① 満期による元本確保という最大の強みを捨てている

 生債券(国債・社債)の本質的な強みは、「満期まで持てば額面100%が返ってくる」という確実性にあります。途中で金利が上昇して価格が下がっても、持ち続ければ元本が戻る。これが債券の最大の存在意義です。

 ところが債券ETFは、利回りや残存期間を一定に保つために、中の債券を常に売買(ローリング)し続けています。つまり永遠に満期が来ない構造です。金利上昇局面で価格が下落しても、「満期まで持って元本を取り戻す」という逃げ道がありません。

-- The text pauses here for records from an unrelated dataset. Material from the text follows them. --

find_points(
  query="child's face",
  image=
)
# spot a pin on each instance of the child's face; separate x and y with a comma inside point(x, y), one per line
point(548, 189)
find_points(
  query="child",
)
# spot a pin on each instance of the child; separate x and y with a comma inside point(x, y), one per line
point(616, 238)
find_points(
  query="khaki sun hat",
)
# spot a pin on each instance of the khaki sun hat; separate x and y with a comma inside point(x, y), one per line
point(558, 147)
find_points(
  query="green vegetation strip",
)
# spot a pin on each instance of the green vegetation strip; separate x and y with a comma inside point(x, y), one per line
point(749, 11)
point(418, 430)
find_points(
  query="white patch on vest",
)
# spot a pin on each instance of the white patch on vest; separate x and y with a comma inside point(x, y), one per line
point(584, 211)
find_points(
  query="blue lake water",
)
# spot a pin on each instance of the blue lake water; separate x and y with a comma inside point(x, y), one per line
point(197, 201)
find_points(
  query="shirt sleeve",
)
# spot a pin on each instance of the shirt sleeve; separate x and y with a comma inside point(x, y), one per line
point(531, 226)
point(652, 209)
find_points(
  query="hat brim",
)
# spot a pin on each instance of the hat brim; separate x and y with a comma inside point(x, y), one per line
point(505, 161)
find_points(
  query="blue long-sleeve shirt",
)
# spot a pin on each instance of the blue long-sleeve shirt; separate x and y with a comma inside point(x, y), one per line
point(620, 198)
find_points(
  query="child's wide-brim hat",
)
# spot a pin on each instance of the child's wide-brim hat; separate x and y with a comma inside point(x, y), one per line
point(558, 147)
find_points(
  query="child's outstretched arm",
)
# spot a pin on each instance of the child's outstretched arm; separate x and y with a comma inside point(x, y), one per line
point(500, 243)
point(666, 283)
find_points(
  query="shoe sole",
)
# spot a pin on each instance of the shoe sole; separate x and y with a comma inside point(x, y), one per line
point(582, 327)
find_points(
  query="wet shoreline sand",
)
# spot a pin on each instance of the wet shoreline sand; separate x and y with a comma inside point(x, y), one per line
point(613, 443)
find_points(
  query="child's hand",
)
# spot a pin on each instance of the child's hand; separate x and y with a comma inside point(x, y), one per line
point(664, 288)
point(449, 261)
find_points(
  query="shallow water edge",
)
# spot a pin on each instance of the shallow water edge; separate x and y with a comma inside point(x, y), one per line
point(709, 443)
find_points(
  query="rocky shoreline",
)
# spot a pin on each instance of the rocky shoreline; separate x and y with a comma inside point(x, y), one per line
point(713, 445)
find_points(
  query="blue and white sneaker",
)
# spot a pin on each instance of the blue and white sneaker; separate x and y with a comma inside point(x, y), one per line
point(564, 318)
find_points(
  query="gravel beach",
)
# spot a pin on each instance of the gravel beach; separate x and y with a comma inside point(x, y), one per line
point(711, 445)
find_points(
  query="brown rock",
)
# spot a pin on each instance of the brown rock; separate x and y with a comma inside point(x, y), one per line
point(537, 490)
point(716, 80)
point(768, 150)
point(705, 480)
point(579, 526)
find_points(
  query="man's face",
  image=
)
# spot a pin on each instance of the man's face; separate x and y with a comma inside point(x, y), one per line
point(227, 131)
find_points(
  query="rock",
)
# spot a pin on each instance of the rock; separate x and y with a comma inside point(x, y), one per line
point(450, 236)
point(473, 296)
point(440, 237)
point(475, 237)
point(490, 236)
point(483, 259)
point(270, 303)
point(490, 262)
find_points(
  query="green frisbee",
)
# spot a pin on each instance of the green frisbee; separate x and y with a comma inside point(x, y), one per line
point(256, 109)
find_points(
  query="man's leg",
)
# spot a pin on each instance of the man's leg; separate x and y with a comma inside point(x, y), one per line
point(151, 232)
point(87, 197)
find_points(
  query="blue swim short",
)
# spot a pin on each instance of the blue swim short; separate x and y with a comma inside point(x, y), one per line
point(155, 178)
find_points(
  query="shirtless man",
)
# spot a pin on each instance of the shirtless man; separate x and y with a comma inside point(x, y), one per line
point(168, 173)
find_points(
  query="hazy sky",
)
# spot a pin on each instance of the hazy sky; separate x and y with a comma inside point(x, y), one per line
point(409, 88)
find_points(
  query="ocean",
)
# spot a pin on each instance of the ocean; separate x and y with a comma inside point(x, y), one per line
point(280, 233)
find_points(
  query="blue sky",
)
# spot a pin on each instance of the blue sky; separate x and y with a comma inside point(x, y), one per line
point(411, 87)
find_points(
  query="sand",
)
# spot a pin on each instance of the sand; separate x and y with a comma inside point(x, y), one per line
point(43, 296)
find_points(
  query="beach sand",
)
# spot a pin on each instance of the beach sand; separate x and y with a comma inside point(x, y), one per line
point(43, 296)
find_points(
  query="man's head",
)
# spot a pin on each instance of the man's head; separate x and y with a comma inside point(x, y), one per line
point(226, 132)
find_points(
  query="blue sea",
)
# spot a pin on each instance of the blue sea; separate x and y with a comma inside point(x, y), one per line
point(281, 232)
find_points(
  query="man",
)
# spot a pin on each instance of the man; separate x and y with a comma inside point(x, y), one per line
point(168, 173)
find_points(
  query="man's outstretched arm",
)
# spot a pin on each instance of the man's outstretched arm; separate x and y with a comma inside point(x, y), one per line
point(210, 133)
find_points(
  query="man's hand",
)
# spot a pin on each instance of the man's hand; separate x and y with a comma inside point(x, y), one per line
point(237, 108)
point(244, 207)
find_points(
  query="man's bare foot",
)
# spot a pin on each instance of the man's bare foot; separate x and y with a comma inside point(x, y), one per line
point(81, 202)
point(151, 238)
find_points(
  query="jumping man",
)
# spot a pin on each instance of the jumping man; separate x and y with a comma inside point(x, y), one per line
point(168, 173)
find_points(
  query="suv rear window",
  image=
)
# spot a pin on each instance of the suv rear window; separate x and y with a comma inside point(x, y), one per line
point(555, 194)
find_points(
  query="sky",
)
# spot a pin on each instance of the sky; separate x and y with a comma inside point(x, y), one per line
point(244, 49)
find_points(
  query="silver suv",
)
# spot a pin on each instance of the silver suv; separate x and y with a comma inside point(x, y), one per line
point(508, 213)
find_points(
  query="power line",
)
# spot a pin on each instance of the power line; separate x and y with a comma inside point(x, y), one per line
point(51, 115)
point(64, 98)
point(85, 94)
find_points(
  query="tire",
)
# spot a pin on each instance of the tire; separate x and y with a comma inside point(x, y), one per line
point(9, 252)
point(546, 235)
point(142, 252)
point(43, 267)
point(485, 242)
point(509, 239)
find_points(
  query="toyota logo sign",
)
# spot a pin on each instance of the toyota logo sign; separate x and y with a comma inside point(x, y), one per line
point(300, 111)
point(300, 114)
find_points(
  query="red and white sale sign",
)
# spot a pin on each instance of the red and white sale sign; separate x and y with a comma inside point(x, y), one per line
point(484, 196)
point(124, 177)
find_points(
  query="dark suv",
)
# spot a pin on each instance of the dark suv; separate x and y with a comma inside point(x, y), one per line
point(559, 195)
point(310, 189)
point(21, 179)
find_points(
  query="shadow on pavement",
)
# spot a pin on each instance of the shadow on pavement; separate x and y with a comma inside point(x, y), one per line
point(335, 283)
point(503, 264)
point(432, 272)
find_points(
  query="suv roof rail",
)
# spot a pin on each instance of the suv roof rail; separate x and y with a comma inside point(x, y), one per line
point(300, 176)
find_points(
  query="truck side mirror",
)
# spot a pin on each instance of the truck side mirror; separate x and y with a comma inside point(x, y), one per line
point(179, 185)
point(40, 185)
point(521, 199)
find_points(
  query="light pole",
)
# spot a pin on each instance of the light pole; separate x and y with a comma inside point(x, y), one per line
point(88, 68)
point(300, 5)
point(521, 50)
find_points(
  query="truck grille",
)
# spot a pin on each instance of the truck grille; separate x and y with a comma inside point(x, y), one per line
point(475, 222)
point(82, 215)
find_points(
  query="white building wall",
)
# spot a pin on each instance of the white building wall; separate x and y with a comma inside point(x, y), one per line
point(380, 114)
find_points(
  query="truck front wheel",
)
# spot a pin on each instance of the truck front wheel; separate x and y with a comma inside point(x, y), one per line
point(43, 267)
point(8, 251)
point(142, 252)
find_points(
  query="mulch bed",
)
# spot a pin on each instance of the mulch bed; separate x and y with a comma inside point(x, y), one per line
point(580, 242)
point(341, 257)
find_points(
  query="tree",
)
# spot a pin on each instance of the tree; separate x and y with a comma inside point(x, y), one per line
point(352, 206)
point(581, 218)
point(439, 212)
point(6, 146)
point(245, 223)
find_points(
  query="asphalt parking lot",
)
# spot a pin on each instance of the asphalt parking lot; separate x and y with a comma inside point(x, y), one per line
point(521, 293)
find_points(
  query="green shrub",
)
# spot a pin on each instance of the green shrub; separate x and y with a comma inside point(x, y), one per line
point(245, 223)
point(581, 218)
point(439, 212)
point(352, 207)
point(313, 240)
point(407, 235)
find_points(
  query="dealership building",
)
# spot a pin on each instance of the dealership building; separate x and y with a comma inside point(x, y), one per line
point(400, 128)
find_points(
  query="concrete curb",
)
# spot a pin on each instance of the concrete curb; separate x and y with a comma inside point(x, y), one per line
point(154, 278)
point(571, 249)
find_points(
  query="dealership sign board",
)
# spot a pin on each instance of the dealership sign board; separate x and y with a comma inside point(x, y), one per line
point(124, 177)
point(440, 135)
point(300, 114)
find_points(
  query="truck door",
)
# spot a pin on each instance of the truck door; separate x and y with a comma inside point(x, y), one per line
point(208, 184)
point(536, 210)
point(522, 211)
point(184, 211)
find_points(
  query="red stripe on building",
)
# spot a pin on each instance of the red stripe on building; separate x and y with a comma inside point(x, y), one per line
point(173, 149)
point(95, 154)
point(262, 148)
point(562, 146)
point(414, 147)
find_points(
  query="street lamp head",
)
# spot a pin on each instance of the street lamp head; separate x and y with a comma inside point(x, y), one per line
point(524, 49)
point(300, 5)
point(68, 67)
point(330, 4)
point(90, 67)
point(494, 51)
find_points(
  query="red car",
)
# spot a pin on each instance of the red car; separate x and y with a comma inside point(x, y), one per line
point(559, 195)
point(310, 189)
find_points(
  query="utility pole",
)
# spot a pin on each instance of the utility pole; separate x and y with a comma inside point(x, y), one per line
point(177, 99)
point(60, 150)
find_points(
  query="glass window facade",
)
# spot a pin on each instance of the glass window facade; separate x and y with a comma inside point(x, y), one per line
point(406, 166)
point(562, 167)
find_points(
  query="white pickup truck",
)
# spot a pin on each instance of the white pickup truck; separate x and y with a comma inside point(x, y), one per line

② 金利リスクが永遠に薄まらず、株のような値動きをする

 

 生債券は満期が近づくほど、金利変動に対する価格のブレ(デュレーション)が小さくなります。しかし債券ETFは、常に一定の残存期間(例:米10年債ETFなら残存7〜10年程度)を維持し続けるよう設計されているため、金利リスクが永遠に薄まりません。

 結果として、「安全資産のはずの債券」が、金利の動きに合わせて毎日激しく上下する値動き商品に変貌してしまいます。

③ 2022〜2024年の歴史が証明した「大暴落」

 

 「債券は安全資産」という常識を信じて債券ETFを買った投資家は、近年の利上げ局面で深刻な損失を被りました。米国の代表的な長期債ETF「TLT(iシェアーズ米国債20年超ETF)」は、2020年高値から2023年安値まで40%以上暴落しています。これはリーマンショック時の株式市場に匹敵する下落率です。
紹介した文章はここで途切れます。